Oleh: Rini Fahmi Al Fauziah
Penulis Lepas
Di tengah himpitan ekonomi yang semakin mencekik masyarakat, kasus Judol alias judi online justru semakin membabi buta. Adanya kemajuan teknologi dan akses internet yang semakin luas, membuat judi online ini dapat dijangkau oleh siapa saja, bahkan remaja di kalangan pelajar.
Data menyebutkan bahwa anak dan remaja yang bermain judi online mencapai 197.000 orang, dengan nilai transaksi mencapai Rp 293 miliar. PPATK juga mengungkapkan ada lebih dari 4.500 anak usia 11-16 tahun yang bermain judi online, dengan nilai transaksinya mencapai Rp 7,9 miliar. Sementara itu, di usia 17-19 tahun, tercatat 191.000 orang dengan nilai transaksi Rp 282 miliar (Kompas, 26/07/2024).

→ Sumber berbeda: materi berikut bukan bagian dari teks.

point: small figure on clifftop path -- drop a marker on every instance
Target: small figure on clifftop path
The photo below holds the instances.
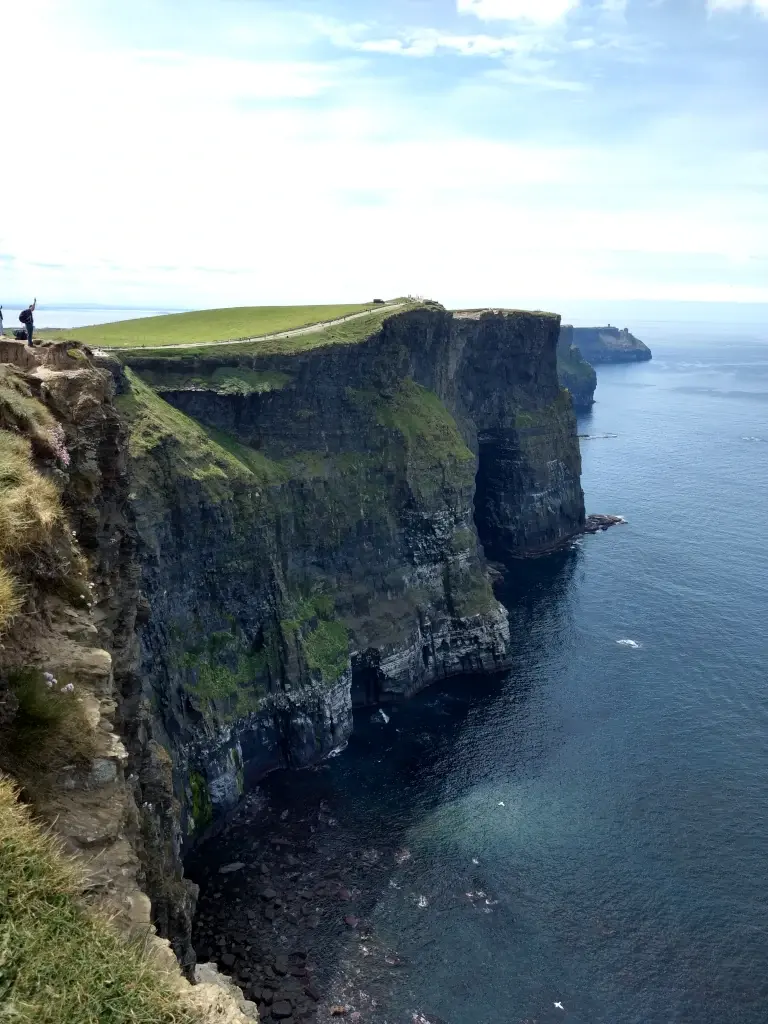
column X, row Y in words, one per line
column 28, row 320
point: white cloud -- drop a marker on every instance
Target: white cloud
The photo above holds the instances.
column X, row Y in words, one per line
column 759, row 6
column 542, row 11
column 428, row 42
column 180, row 178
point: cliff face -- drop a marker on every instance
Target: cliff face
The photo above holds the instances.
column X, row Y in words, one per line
column 608, row 344
column 270, row 539
column 574, row 373
column 309, row 525
column 69, row 655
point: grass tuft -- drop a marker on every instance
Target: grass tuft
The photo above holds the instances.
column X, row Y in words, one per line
column 59, row 962
column 20, row 411
column 349, row 333
column 10, row 599
column 49, row 730
column 30, row 507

Himpitan ekonomi yang lahir dari sistem kapitalisme mendorong sebagian anak muda terjerumus ke dalam Judol dan pinjol sebagai jalan pintas dengan alasan untuk memenuhi kebutuhan finansial, gaya hidup, tekanan sosial, hedonisme, kebutuhan gadget, dan biaya sekolah. Gaya hidup yang tinggi menyebabkan kasus Judol ini kian menjamur di masyarakat, terkhusus di kalangan remaja. Bahkan, 58% Gen Z menggunakan pinjol untuk kebutuhan gaya hidup dan hiburan.
Menanggapi hal itu, KPAI merekomendasikan agar satuan pendidikan dapat menangani jika anak yang terlibat judi online berpotensi menjadi anak yang berhadapan dengan hukum.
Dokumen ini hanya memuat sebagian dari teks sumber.